Home Maintenance

How to Stop Pipes from Freezing

If a water pipe freezes and bursts inside your home, it could cause a terrible mess and leave you with a large repair bill. It’s highly likely going to be a terrible experience for you and your family given that water pipes only freeze when the outside temperature drops below zero. So, in this case, prevention is definitely better than cure!

Why do water pipes freeze?

Water pipes typically always contain at least a small amount of water. Even when the taps aren’t in use. When the outside temperature drops to freezing point or below, the water inside the pipes will freeze.

Here’s the science behind why water pipes freeze.

“Perhaps surprisingly, freezing pipes don’t burst because of ice expanding in place. Instead, it has to do with pressure inside the pipes.

When water freezes, its molecules crystalize into an open hexagonal form, which takes up more space than when the molecules are in their liquid form — that is, the water molecules expand as they freeze.

As the ice expands, it pushes water toward the closed faucet. This causes an immense amount of water pressure to build between the ice blockage and the faucet — eventually, the pipe ruptures under the pressure, usually at a spot where there’s little or no ice.” (Source)

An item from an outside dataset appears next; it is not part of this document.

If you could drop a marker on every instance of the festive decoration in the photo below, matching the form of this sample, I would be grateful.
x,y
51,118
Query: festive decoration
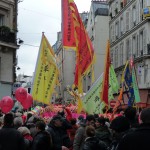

What can you do to stop water pipes from freezing?

Let’s take a look at some of the things you can do to stop water pipes from freezing. None of these suggestions will cost a lot to implement, but they could save you a ton of money and inconvenience should you suffer from a burst water pipe.

Insulate you water pipes and how water tank

The water pipes that are most likely to be the cause of a burst are the ones outside, in the loft, basement, garage and other cold areas of your home. Good quality pipe insulation is fairly cheap and easy to fit so buying and fitting insulation is definitely something you should do to prevent water pipes from freezing and bursting.

Pipe insulation typically comes in one-metre pieces and has a slit down one side, making it easy to wrap around your water pipes.

Modern hot water tanks are fitted with hardened foam, so they don’t require any type of external insulation. On the other hand, if your water tank is older, check the quality of the insulation jacket and replace it if it looks worn out. If your older water tank doesn’t have any kind of insulation. Buy a nice new jacket for it.

Leave the heating on to prevent water pipes from freezing

When we’re home during winter, we’ll have the heating on most of the time anyway. So pipes inside the home are less likely to freeze. But, if you go away for any length of time, even overnight, leave the heating on a low setting, around 12-15 C, to warm the air inside your home to prevent pipes from freezing.

Open the loft hatch to let warm air circulate

A well-insulated loft does a great job of keeping heat in the main parts of the house. However, when the temperature drops and there’s a chance your water pipes might burst, it’s a good idea to open the loft hatch to let some of the warmer air circulate around the colder areas.

Open doors to let warm air circulate

If you have water pipes inside cupboards, cabinets or behind a closed door of an unheated room (utilities, larder, under the stairs etc), open the door to let the cold air out and some of the warmer air from the rest of your home, in.

Run your water taps to prevent water freezing

While it’s not impossible for running water to freeze, there’s less chance of it happening compared to still water. Turning your taps on and off at regular intervals is a way to prevent water pipes from freezing.